I speak of a decipherable libidinal femininity which can be read in a writing produced by a male or a female.
 _Writing The Feminine, Helene Cixous_

Ada sebuah asumsi yang dari dulu atau mungkin mengakar sampai sekarang bahwa tulisan perempuan hanyalah tulisan-tulisan yang cengeng, tulisan ringan berisikan curahan hati, ataupun hanya sebuah tulisan mengenai pengalaman-pengalaman mereka sebagai seorang perempuan. Saya tidak menyalahkan asumsi tersebut. Katakanlah memang itu genre tulisan perempuan. Dari Mrs.
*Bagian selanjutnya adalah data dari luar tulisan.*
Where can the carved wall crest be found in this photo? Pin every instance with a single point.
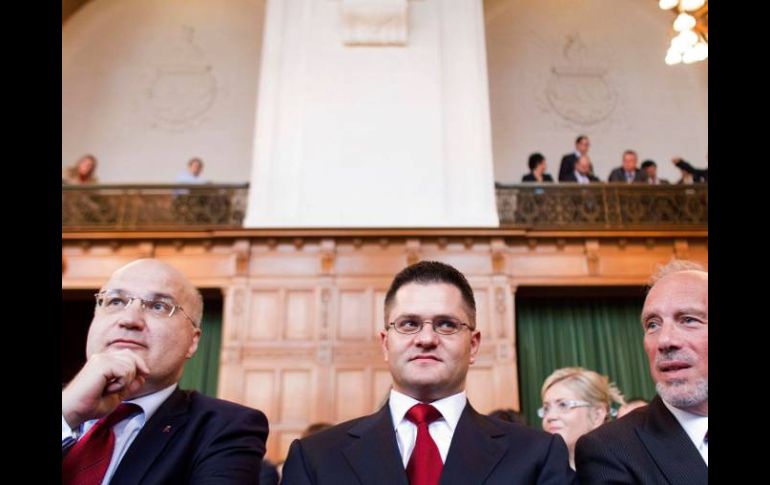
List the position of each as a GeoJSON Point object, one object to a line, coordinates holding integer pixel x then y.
{"type": "Point", "coordinates": [577, 89]}
{"type": "Point", "coordinates": [183, 87]}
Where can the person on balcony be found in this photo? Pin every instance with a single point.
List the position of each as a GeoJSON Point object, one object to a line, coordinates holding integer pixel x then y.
{"type": "Point", "coordinates": [690, 174]}
{"type": "Point", "coordinates": [628, 172]}
{"type": "Point", "coordinates": [537, 168]}
{"type": "Point", "coordinates": [582, 172]}
{"type": "Point", "coordinates": [81, 173]}
{"type": "Point", "coordinates": [650, 169]}
{"type": "Point", "coordinates": [568, 161]}
{"type": "Point", "coordinates": [192, 175]}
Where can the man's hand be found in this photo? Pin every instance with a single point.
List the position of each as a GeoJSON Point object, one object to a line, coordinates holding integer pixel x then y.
{"type": "Point", "coordinates": [100, 386]}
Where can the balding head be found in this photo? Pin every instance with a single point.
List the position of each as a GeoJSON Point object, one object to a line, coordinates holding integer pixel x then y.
{"type": "Point", "coordinates": [156, 272]}
{"type": "Point", "coordinates": [146, 308]}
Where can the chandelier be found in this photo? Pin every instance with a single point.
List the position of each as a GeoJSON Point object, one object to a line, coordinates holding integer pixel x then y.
{"type": "Point", "coordinates": [691, 31]}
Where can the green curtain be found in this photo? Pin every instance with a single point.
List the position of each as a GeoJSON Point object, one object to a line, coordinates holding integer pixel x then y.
{"type": "Point", "coordinates": [201, 373]}
{"type": "Point", "coordinates": [601, 334]}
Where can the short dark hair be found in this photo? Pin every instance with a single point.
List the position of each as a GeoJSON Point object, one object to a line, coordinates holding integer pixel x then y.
{"type": "Point", "coordinates": [535, 159]}
{"type": "Point", "coordinates": [426, 272]}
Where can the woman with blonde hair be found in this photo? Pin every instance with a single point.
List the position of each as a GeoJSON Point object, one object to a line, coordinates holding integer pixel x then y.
{"type": "Point", "coordinates": [576, 401]}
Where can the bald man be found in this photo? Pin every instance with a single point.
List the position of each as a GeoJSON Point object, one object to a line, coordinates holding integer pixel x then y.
{"type": "Point", "coordinates": [666, 441]}
{"type": "Point", "coordinates": [146, 325]}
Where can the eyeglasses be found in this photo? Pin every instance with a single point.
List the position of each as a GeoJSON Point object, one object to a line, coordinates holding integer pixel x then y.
{"type": "Point", "coordinates": [110, 303]}
{"type": "Point", "coordinates": [561, 407]}
{"type": "Point", "coordinates": [441, 325]}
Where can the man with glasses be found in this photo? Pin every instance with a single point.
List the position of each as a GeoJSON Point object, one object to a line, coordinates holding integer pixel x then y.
{"type": "Point", "coordinates": [428, 432]}
{"type": "Point", "coordinates": [667, 440]}
{"type": "Point", "coordinates": [124, 420]}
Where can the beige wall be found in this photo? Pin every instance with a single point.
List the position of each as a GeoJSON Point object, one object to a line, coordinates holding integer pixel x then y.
{"type": "Point", "coordinates": [559, 68]}
{"type": "Point", "coordinates": [148, 84]}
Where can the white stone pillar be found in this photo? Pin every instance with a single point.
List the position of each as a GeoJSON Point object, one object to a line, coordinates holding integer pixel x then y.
{"type": "Point", "coordinates": [373, 113]}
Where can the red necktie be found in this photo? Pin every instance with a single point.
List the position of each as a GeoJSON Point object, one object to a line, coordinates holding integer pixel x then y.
{"type": "Point", "coordinates": [88, 460]}
{"type": "Point", "coordinates": [424, 467]}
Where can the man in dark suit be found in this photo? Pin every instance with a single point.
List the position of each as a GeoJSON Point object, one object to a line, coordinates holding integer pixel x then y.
{"type": "Point", "coordinates": [697, 175]}
{"type": "Point", "coordinates": [650, 169]}
{"type": "Point", "coordinates": [667, 441]}
{"type": "Point", "coordinates": [568, 161]}
{"type": "Point", "coordinates": [429, 341]}
{"type": "Point", "coordinates": [146, 325]}
{"type": "Point", "coordinates": [537, 167]}
{"type": "Point", "coordinates": [628, 172]}
{"type": "Point", "coordinates": [582, 172]}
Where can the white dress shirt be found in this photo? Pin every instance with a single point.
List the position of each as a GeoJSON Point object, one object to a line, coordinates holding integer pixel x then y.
{"type": "Point", "coordinates": [695, 426]}
{"type": "Point", "coordinates": [126, 430]}
{"type": "Point", "coordinates": [441, 430]}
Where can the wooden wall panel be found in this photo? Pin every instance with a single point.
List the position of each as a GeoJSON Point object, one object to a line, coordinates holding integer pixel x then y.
{"type": "Point", "coordinates": [482, 312]}
{"type": "Point", "coordinates": [296, 398]}
{"type": "Point", "coordinates": [480, 388]}
{"type": "Point", "coordinates": [352, 394]}
{"type": "Point", "coordinates": [300, 315]}
{"type": "Point", "coordinates": [356, 315]}
{"type": "Point", "coordinates": [260, 391]}
{"type": "Point", "coordinates": [265, 316]}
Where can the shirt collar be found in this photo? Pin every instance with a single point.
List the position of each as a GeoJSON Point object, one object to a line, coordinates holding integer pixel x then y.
{"type": "Point", "coordinates": [450, 407]}
{"type": "Point", "coordinates": [151, 402]}
{"type": "Point", "coordinates": [694, 425]}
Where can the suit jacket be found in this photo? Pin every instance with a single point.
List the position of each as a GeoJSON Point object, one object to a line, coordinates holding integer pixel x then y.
{"type": "Point", "coordinates": [647, 446]}
{"type": "Point", "coordinates": [193, 438]}
{"type": "Point", "coordinates": [567, 166]}
{"type": "Point", "coordinates": [483, 451]}
{"type": "Point", "coordinates": [530, 177]}
{"type": "Point", "coordinates": [618, 175]}
{"type": "Point", "coordinates": [571, 178]}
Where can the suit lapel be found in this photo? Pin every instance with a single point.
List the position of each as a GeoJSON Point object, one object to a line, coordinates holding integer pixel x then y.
{"type": "Point", "coordinates": [374, 455]}
{"type": "Point", "coordinates": [670, 447]}
{"type": "Point", "coordinates": [167, 421]}
{"type": "Point", "coordinates": [474, 451]}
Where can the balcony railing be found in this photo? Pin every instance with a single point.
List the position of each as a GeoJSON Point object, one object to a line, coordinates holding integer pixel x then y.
{"type": "Point", "coordinates": [524, 206]}
{"type": "Point", "coordinates": [603, 206]}
{"type": "Point", "coordinates": [153, 207]}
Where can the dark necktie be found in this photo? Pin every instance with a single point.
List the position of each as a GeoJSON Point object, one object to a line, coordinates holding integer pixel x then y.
{"type": "Point", "coordinates": [424, 467]}
{"type": "Point", "coordinates": [88, 459]}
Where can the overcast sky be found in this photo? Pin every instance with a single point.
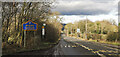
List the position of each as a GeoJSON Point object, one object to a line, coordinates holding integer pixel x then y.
{"type": "Point", "coordinates": [75, 10]}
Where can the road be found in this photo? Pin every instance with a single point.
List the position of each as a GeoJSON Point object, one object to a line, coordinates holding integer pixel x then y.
{"type": "Point", "coordinates": [73, 46]}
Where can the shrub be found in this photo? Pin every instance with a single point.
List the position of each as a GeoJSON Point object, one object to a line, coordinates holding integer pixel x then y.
{"type": "Point", "coordinates": [96, 36]}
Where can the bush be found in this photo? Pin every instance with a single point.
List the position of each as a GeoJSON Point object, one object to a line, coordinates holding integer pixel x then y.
{"type": "Point", "coordinates": [113, 36]}
{"type": "Point", "coordinates": [96, 36]}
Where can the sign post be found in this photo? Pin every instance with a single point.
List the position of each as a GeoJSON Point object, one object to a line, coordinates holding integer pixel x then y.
{"type": "Point", "coordinates": [78, 32]}
{"type": "Point", "coordinates": [24, 38]}
{"type": "Point", "coordinates": [43, 30]}
{"type": "Point", "coordinates": [29, 26]}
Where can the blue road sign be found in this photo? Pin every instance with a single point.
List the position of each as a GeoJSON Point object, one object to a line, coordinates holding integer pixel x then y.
{"type": "Point", "coordinates": [63, 26]}
{"type": "Point", "coordinates": [30, 26]}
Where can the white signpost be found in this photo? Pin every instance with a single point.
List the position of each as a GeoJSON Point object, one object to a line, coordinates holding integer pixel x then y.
{"type": "Point", "coordinates": [78, 30]}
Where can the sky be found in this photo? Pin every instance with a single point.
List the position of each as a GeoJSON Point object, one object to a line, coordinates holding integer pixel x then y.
{"type": "Point", "coordinates": [94, 10]}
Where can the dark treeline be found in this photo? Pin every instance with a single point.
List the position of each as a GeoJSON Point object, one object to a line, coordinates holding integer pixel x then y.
{"type": "Point", "coordinates": [14, 14]}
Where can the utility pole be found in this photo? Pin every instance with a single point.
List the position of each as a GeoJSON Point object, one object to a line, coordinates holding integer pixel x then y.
{"type": "Point", "coordinates": [86, 29]}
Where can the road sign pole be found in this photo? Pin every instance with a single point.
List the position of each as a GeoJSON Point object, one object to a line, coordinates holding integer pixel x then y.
{"type": "Point", "coordinates": [24, 38]}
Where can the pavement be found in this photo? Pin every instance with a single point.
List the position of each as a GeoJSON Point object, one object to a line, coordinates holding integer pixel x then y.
{"type": "Point", "coordinates": [73, 46]}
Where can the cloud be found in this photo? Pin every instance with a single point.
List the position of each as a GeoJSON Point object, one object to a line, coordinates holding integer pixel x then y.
{"type": "Point", "coordinates": [86, 7]}
{"type": "Point", "coordinates": [93, 18]}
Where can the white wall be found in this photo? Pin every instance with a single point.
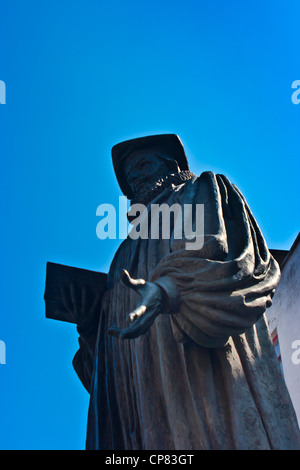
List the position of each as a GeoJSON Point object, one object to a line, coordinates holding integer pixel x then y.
{"type": "Point", "coordinates": [285, 315]}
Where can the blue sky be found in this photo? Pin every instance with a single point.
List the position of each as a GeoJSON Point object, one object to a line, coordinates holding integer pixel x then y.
{"type": "Point", "coordinates": [83, 75]}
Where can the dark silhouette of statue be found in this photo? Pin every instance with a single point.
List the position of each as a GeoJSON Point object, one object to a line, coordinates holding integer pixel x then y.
{"type": "Point", "coordinates": [174, 346]}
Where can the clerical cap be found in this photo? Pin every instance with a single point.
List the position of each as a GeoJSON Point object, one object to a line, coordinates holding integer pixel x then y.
{"type": "Point", "coordinates": [169, 145]}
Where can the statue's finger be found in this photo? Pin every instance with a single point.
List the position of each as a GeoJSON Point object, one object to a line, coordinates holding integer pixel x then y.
{"type": "Point", "coordinates": [139, 326]}
{"type": "Point", "coordinates": [135, 284]}
{"type": "Point", "coordinates": [137, 313]}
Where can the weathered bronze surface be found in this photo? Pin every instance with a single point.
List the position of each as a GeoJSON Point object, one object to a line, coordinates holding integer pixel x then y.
{"type": "Point", "coordinates": [175, 350]}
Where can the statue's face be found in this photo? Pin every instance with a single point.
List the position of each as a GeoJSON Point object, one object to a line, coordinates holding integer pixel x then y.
{"type": "Point", "coordinates": [140, 168]}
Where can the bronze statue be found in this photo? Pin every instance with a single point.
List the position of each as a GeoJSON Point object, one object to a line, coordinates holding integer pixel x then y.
{"type": "Point", "coordinates": [174, 346]}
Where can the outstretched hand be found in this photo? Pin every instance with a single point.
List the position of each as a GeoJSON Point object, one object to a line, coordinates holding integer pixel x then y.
{"type": "Point", "coordinates": [151, 304]}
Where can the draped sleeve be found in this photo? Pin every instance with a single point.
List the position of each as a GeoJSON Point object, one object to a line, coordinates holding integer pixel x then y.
{"type": "Point", "coordinates": [224, 287]}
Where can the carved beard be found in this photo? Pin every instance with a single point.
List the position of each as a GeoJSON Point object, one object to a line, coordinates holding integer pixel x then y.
{"type": "Point", "coordinates": [159, 181]}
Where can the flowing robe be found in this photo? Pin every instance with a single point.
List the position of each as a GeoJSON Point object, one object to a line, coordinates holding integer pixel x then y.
{"type": "Point", "coordinates": [206, 376]}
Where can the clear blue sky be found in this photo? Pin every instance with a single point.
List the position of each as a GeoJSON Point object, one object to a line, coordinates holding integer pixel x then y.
{"type": "Point", "coordinates": [83, 75]}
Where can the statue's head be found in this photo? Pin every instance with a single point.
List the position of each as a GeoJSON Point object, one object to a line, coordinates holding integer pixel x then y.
{"type": "Point", "coordinates": [136, 161]}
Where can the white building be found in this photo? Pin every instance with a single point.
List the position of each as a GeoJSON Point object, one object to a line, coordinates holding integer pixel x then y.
{"type": "Point", "coordinates": [284, 319]}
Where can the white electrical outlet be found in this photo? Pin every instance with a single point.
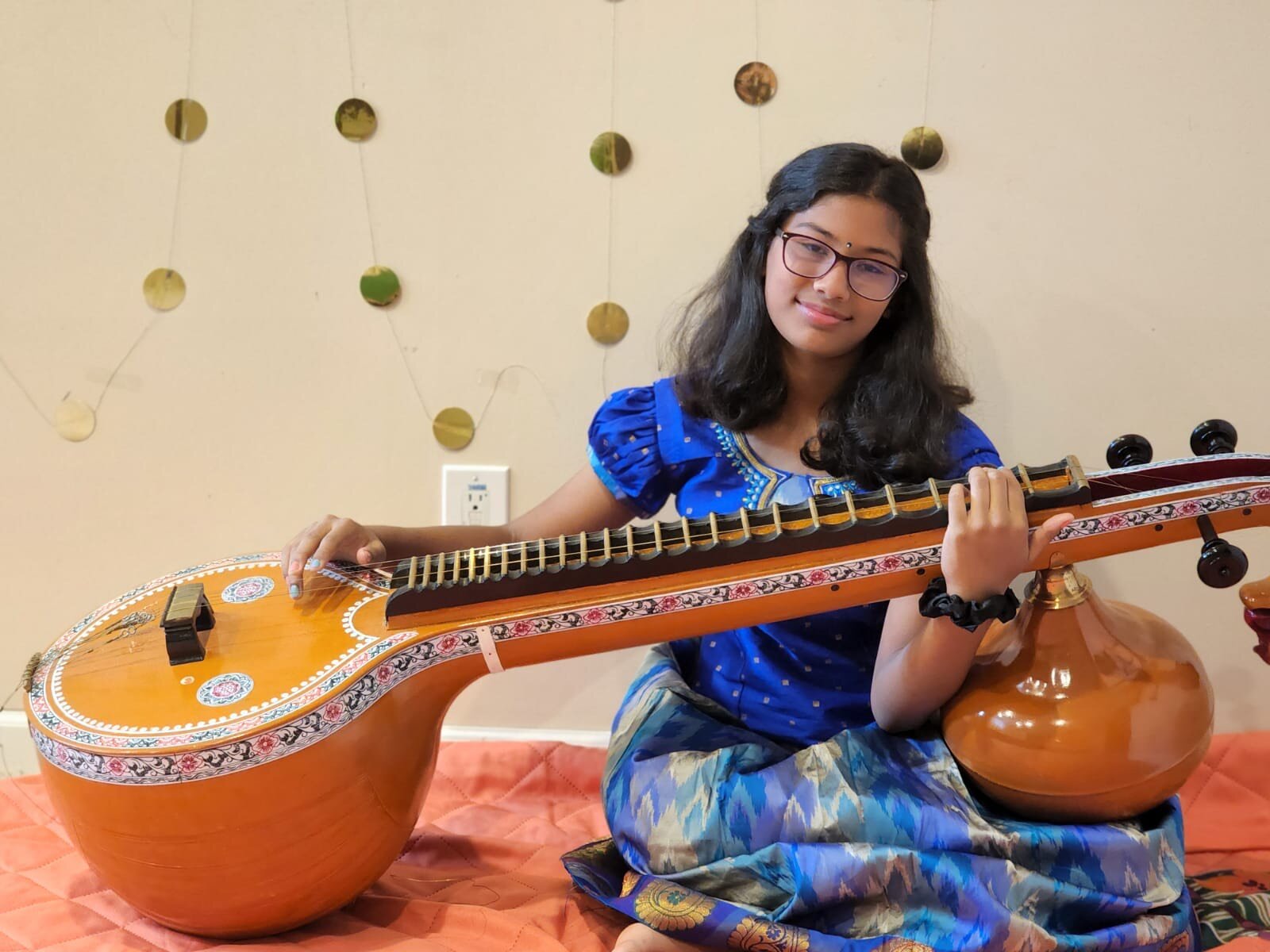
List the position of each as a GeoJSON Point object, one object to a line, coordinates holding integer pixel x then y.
{"type": "Point", "coordinates": [473, 495]}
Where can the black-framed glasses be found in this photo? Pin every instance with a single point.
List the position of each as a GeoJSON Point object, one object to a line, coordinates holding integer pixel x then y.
{"type": "Point", "coordinates": [868, 277]}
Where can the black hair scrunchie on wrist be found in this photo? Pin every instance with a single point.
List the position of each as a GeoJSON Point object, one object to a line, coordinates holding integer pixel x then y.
{"type": "Point", "coordinates": [937, 603]}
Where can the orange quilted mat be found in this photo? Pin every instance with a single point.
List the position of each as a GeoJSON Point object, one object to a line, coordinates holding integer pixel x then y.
{"type": "Point", "coordinates": [483, 869]}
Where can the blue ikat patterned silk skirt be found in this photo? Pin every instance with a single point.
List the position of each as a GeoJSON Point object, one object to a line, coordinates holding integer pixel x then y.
{"type": "Point", "coordinates": [868, 841]}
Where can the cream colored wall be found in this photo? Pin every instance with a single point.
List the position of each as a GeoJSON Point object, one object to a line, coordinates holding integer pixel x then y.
{"type": "Point", "coordinates": [1100, 238]}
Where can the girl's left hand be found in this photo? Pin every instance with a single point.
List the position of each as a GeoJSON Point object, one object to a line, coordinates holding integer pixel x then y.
{"type": "Point", "coordinates": [987, 547]}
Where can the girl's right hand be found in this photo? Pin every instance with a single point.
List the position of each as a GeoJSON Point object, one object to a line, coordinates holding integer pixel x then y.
{"type": "Point", "coordinates": [330, 537]}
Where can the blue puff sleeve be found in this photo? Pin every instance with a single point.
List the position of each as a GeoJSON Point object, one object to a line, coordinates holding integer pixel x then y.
{"type": "Point", "coordinates": [969, 447]}
{"type": "Point", "coordinates": [624, 451]}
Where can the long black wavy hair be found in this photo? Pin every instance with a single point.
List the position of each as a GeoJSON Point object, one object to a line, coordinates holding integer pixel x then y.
{"type": "Point", "coordinates": [889, 419]}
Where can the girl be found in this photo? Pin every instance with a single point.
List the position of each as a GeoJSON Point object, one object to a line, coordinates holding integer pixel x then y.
{"type": "Point", "coordinates": [778, 787]}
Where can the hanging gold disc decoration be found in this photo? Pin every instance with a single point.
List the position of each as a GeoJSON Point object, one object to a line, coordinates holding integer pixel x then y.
{"type": "Point", "coordinates": [454, 428]}
{"type": "Point", "coordinates": [755, 83]}
{"type": "Point", "coordinates": [610, 152]}
{"type": "Point", "coordinates": [74, 420]}
{"type": "Point", "coordinates": [922, 146]}
{"type": "Point", "coordinates": [186, 120]}
{"type": "Point", "coordinates": [607, 323]}
{"type": "Point", "coordinates": [164, 289]}
{"type": "Point", "coordinates": [355, 118]}
{"type": "Point", "coordinates": [380, 286]}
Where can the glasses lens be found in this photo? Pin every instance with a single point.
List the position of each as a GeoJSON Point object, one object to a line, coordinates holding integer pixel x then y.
{"type": "Point", "coordinates": [806, 257]}
{"type": "Point", "coordinates": [873, 279]}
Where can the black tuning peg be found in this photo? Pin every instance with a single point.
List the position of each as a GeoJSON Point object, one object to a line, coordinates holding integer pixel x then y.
{"type": "Point", "coordinates": [1130, 450]}
{"type": "Point", "coordinates": [1221, 564]}
{"type": "Point", "coordinates": [1213, 437]}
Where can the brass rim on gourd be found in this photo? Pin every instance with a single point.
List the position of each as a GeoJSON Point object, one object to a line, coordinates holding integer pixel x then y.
{"type": "Point", "coordinates": [380, 286]}
{"type": "Point", "coordinates": [186, 120]}
{"type": "Point", "coordinates": [610, 152]}
{"type": "Point", "coordinates": [164, 289]}
{"type": "Point", "coordinates": [755, 83]}
{"type": "Point", "coordinates": [607, 323]}
{"type": "Point", "coordinates": [1062, 587]}
{"type": "Point", "coordinates": [454, 428]}
{"type": "Point", "coordinates": [356, 121]}
{"type": "Point", "coordinates": [74, 420]}
{"type": "Point", "coordinates": [922, 148]}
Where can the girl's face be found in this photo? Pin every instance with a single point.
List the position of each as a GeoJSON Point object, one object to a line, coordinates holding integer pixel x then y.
{"type": "Point", "coordinates": [825, 317]}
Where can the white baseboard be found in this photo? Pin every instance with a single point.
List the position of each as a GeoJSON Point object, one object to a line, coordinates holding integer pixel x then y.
{"type": "Point", "coordinates": [17, 749]}
{"type": "Point", "coordinates": [18, 753]}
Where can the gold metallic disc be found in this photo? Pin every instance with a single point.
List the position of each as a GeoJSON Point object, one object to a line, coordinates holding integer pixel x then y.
{"type": "Point", "coordinates": [922, 146]}
{"type": "Point", "coordinates": [355, 118]}
{"type": "Point", "coordinates": [755, 83]}
{"type": "Point", "coordinates": [186, 120]}
{"type": "Point", "coordinates": [380, 286]}
{"type": "Point", "coordinates": [454, 428]}
{"type": "Point", "coordinates": [607, 323]}
{"type": "Point", "coordinates": [164, 289]}
{"type": "Point", "coordinates": [74, 420]}
{"type": "Point", "coordinates": [610, 152]}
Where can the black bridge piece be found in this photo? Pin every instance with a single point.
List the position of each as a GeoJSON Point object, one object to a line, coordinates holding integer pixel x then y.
{"type": "Point", "coordinates": [186, 621]}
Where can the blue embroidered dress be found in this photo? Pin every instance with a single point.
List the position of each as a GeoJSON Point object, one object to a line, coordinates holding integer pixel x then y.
{"type": "Point", "coordinates": [755, 804]}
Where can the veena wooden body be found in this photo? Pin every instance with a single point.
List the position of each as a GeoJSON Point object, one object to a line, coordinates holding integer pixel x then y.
{"type": "Point", "coordinates": [276, 778]}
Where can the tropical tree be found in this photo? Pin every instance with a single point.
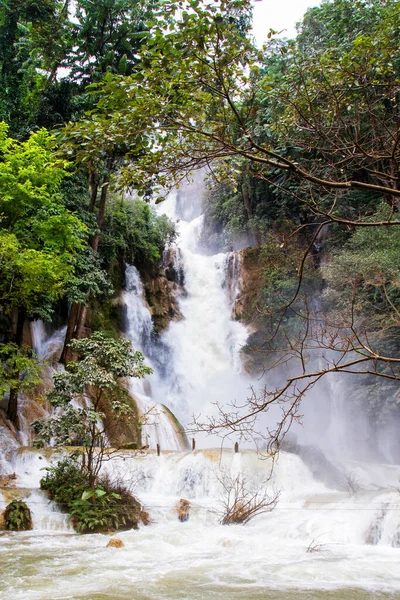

Dallowaynya Woolf sampai Saman dan Larungnya Ayu Utami tulisan perempuan memang terbaca dan terpahami seperti itu. 

Namun, bagi saya apa yang terbaca dan terpahami itu adalah bentuk dari suara mereka, suara yang terdominasikan dalam dunia laki-laki. Kalau @nalynahalaw bisa berujar dalam blognya “bicaralah maka semua akan terbaca’ tapi tidak untuk seorang Mary Ann Evans. Dia harus mengubah namanya menjadi George Eliot agar suaranya dapat dia tuangkan dalam sebuah tulisan dan terbaca. Ataupun Bronte bersaudara yang harus diam-diam menulis diary di sebuah kamar rahasia.

Pemahaman yang berkembang di masyarakat memang tidak terlepas dari asumsi dan stigma yang terlanjur tercipta atau diciptakan. Susahnya Eliot atau Bronte untuk menulis terhalang oleh asumsi bahwa teks atau tulisan itu bersifat laki-laki. Sederhananya adalah bahwa teks itu sendiri memang diciptakan, dan penciptanya adalah laki-laki. 

Dulu, masyarakat mengenal teks itu dari ayat-ayat suci, dari wahyu yang diturunkan yang akhirnya menjadi sebuah kitab untuk dibaca dan dipahami. Teks-teks dalam kitab suci itu kemudian akhirnya direpresentasikan dari si penyampainya atau pemimpinnya. Dan penyampainya itu adalah laki-laki. Ada nabi Muhammad dalam ajaran Islam, Yesus dalam ajaran Katolik, Luther sebagai pencetus ajaran Protestant, dan Dalai Lama dalam Buddha.  (Tanpa ada maksud untuk mendeskreditkan agama) Itulah mengapa teks dapat digenderkan atau bersifat laki-laki.   


*Ada sambungannya
           

3 comments:

Hello I'm Na said...

Miss, itu emang kenapa si Bronte Brothers mesti nulis diem2 di kamarnya? Aku pikir awalnya karena mereka laki2, makanya malu nulis diary. Eh aku browsing, itu mereka perempuan #apasihgueh --'' iya gitu miss pertanyaan aku...

:D :D :D ada nama akuuuuuuuuuh :D akakakakak

Hello I'm Na said...

eh kok Bronte Brothers. Bronte Bersaudara maksudnyah

Unknown said...

Bronte sisters bukan brothers.

Hmmm, diem2 karena mereka nggak ikut MK Writing kaya kamu.

Hahaha....
Waktu itu nulis masih nggak boleh buat perempuan.